Learning How to Think as a Gameplay Designer
Ultimately, an engaging game is a combination of the gameplay experience the game designer wants to create and the technical knowledge needed to execute on it. You can’t have one without the other.
However, obsessing over the details of game engines is no more game design than obsessing over the choice between acrylic or watercolor paints is art.
As part of a video game development team, your job as a gameplay designer is to deliver the game concept through the lens of interaction.
This might involve thinking about level design, different weapon options, or even how destructible objects could add to an engaging experience.
But ultimately it’s about all of these elements coming together.
You’re not just making a cool gameplay moment; you’re working with system designers, level designers, and game artists to make the overall game deliver on the fantasy you’re promising.

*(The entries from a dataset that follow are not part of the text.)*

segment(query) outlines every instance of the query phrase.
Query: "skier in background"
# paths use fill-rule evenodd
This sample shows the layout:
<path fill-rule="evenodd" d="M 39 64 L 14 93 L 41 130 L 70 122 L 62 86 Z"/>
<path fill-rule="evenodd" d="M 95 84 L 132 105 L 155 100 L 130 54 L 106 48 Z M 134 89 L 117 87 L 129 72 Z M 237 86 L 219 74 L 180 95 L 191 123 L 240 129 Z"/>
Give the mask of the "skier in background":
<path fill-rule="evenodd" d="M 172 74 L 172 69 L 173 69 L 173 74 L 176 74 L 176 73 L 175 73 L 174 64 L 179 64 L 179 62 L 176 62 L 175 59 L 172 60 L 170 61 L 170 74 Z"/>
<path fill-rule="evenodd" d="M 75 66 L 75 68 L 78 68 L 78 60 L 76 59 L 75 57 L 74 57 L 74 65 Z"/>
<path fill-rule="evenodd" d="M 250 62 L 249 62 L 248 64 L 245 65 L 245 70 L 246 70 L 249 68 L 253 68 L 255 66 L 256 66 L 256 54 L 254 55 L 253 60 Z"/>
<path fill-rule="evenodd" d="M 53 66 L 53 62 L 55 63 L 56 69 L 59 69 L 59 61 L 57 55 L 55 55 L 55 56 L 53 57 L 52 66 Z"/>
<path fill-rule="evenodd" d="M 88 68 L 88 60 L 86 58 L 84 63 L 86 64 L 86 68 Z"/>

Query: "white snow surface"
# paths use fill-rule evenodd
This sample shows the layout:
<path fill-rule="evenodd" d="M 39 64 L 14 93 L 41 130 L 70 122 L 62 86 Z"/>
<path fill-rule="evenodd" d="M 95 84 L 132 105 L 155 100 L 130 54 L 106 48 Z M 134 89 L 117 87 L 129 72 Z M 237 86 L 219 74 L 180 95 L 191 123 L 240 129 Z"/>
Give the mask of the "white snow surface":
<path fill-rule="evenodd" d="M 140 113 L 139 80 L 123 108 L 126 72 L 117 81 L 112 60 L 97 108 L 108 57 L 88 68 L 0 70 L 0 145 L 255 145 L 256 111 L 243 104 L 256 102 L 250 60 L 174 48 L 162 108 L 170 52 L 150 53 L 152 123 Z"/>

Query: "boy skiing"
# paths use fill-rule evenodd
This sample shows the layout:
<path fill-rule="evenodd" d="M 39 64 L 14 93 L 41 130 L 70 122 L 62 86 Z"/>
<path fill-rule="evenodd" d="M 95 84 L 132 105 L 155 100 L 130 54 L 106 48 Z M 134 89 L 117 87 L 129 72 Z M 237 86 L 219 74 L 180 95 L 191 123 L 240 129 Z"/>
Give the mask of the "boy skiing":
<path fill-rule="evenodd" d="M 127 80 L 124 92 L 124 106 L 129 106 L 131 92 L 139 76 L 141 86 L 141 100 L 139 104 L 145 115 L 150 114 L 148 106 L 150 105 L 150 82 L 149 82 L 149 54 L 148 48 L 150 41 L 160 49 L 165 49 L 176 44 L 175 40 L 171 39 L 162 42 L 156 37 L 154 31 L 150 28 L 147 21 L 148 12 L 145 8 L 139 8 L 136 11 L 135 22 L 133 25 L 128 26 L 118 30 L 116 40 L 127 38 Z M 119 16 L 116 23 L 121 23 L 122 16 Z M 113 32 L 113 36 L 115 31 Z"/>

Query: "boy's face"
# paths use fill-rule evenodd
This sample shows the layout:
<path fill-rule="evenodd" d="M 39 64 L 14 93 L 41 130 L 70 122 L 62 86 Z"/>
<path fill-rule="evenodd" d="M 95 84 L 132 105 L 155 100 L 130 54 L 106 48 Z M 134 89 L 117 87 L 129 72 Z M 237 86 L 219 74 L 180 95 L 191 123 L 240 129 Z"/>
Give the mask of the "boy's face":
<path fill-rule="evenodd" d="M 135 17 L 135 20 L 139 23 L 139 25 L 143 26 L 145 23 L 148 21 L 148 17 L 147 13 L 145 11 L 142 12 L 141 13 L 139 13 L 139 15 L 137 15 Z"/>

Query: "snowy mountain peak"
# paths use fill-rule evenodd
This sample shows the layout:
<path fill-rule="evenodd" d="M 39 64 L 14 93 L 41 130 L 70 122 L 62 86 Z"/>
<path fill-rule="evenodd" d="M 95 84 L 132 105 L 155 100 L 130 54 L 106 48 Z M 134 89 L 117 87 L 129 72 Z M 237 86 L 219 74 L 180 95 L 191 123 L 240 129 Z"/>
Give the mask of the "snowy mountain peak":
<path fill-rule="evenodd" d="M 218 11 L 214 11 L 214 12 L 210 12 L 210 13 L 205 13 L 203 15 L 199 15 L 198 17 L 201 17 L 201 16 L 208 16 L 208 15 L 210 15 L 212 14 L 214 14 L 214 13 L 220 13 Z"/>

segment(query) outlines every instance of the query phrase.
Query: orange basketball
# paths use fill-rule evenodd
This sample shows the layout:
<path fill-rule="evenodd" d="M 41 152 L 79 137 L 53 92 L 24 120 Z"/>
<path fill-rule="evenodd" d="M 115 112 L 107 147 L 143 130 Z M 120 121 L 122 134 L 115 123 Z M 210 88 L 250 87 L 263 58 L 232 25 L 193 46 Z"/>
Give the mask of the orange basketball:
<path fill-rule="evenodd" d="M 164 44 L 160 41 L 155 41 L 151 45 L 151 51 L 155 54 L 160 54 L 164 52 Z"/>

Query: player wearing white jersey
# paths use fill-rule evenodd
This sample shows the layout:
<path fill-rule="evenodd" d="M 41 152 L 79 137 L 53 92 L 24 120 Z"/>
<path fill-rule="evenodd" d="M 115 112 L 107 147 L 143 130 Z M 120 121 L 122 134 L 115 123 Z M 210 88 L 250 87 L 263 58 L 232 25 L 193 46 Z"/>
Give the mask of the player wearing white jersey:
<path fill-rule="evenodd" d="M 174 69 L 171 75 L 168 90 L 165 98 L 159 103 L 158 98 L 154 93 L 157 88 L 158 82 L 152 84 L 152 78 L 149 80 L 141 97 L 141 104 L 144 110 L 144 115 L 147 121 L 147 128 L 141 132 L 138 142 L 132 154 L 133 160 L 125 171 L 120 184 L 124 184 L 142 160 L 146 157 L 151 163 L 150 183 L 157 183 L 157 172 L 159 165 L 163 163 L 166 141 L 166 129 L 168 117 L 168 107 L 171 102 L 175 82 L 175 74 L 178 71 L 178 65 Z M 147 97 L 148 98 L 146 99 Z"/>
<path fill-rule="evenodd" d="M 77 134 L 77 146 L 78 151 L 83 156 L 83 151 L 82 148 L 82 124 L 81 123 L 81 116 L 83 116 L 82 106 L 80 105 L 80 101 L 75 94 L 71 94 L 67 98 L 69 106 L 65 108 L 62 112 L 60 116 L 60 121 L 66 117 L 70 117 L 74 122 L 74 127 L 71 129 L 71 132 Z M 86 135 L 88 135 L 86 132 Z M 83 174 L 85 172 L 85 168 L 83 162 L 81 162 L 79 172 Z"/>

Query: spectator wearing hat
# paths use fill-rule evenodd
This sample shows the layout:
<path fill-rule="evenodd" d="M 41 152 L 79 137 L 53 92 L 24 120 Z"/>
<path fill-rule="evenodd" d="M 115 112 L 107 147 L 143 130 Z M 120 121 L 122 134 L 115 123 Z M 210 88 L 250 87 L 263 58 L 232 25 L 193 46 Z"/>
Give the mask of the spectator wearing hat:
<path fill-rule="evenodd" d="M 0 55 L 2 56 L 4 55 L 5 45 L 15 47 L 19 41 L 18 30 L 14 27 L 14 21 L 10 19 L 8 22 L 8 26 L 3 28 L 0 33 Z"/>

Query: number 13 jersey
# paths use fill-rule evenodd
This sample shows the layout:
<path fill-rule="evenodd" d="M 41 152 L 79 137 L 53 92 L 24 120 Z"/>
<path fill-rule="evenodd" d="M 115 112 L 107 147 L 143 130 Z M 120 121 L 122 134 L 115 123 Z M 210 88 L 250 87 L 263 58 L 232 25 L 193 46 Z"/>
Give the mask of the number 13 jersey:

You’re not making one cool monster fight; you’re deciding whether introducing a new creature type here makes sense for the overall game progression.
You’re not scripting one cool moment; you’re working with technical designers to ensure the gameplay systems have all the knobs you need to enable many different cool moments.
If the gaming industry and games companies are thinking about marketability, return on investment, and broad appeal at the highest level, in gameplay design you’re thinking about these game details at the lowest level.
As a result, you need to have an extremely broad set of game experience. Play many video games, break them down, and take the time to really understand how everything you build impacts level design, gameplay systems and the player’s emotional experience.
Gameplay design is probably the most competitive design role in the games industry, and it takes an incredible level of dedication and attention to detail to deliver effectively.